Tax proposals threaten religious charities

HRLA has contributed to a new inquiry examining the regulation of charities in Australia following a recent report from the Productivity Commission. The report, entitled ‘Productivity Commission 2023, Future foundations for giving,’ recommends changes that would disadvantage religious charities in numerous ways, against all common sense.

In a positive move, the popular deductible gift recipient (DGR) scheme will be expanded, to lift the scale of current giving, but certain religious activities, and all activities that are for ‘advancing religion’, are specifically excluded. So also is aged care, a sector in which religious bodies have made an enduring contribution in Australia.

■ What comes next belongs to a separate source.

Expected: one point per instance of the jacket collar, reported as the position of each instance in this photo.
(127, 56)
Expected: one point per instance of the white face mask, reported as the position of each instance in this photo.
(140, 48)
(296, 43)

The changes would also remove DGR concessions for school building funds, which have been essential to faith-based schools for many years. Faith-based schools provide enormous benefits for society, removing much of the burden and expense of public education, and providing an alternative to public schooling in an age when the classroom is being misused to promote ideologies that few Australians adhere to. The influence of faith is also valuable for social cohesion and promoting moral and community values and wellbeing.

In addition, the concept of ‘basic religious charity’ will be removed, in a way that could significantly impact faith-based organisations, including by allowing interference with their leadership.

These proposals have met with criticism from faith groups.

Catholic Archbishop of Melbourne Peter Comensoli has expressed concern:

“The draft report appears to discriminate against religious organisations, and is at odds with the Government’s own objective to expand philanthropic giving.”

Peter Wertheim, co-chief executive of the Executive Council of Australian Jewry, referred to the draft recommendations as an attack on religious institutions, describing them as “puzzling and disturbing”.

The Inquiry is accepting submissions until 9 February 2024.